1MDB hunt spells trouble for Big Four auditors
1mdb

By ALIFAH ZAINUDDIN / Pic By BLOOMBERG

The Securities Commission Malaysia’s (SC) recent move to reprimand and fine audit firm Deloitte PLT has sent jitters to former 1Malaysia Development Bhd’s (1MDB) auditors — three of which make up the Big Four accounting firms.

The regulator’s RM2.2 million fine on Deloitte for its failure to report irregularities in the Islamic bond programme by 1MDB subsidiary Bandar Malaysia Sdn Bhd is the first legal action taken against the Big Four companies.

The SC has declined to divulge any details on the investigation or whether it will take further actions against other 1MDB auditors.

However, a spokesperson for the SC said in an email reply to The Malaysian Reserve (TMR) it will continue to take measures to “uphold the quality of audit and financial reporting” of public interest entities.

Asian Strategy and Leadership Institute’s Centre for Public Policy Studies chairman Tan Sri Dr Ramon Navaratnam said Malaysia should go “all out” to make those who had conspired in 1MDB accountable.

“At one time, we in Malaysia thought that international accounting firms had a much higher standard.

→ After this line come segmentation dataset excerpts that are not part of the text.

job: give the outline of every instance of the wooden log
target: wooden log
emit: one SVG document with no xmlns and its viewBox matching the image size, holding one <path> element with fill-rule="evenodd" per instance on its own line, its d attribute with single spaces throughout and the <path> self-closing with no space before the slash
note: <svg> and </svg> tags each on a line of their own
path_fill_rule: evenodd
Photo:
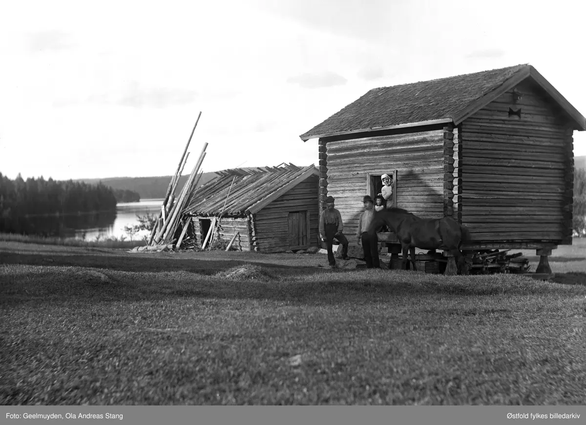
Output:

But it is proven wrong with 1MDB scandal. They are Deloitte and Goldman Sachs Group Inc — who would’ve thought that these global agencies and financial houses would stoop to that level of being dishonest?

“There must be a movement against dishonesty,” Ramon told TMR.

Deloitte is the state investment fund’s third external auditor, after Ernst & Young Malaysia (EY) and KPMG Malaysia were sacked in 2010 and 2013 respectively.

EY was dismissed after it refused to sign off on 1MDB’s financial statements for 2010. KPMG took over in September 2010 and handled the sovereign wealth fund’s statements for 2010, 2011 and 2012.

KPMG was subsequently dumped on New Year’s eve in 2013 over its inquiries on 1MDB’s assets in the Cayman Islands, making way for Deloitte to assume the role as auditor of 1MDB. Both the 2013 and 2014 financial statements were verified by Deloitte before the firm resigned in February 2016.

Deloitte’s exit came after the US Department of Justice filed civil lawsuits against 1MDB, alleging that US$4.5 billion (RM18.3 billion) was looted from the state investment fund. Deloitte subsequently said its 2013 and 2014 audited financial statements should no longer be relied on. No accounts have been filed since 2015.

Global investigations into 1MDB have so far resulted in dozens of charges against politicians, bankers and financial institutions. The federal government has also filed criminal charges against US bank Goldman Sachs Group Inc for their bond sales arrangement for 1MDB.

Meanwhile, lawyer Lim Wei Jiet said actions taken by regulatory bodies reflect the authorities’ resolve to ensure that investors are protected in Malaysia.

“It also sends a signal that auditors must honour their public duty to promptly report any irregularities, failing which they will be held accountable to the full force of the law,” Lim said.

In the UK, the British arms of the Big Four accountancy companies are undergoing a radical shake-up by splitting their audit operations from the rest of their business to “restore confidence” in the firms.

The British chairmen of EY, KPMG and PricewaterhouseCoopers have pledged their commitment to the initiative after a string of accounting scandals and corporate collapses in the UK.

Watchdog groups and the general public have since called for a break-up of the Big Four firms and have demanded greater competition in the industry.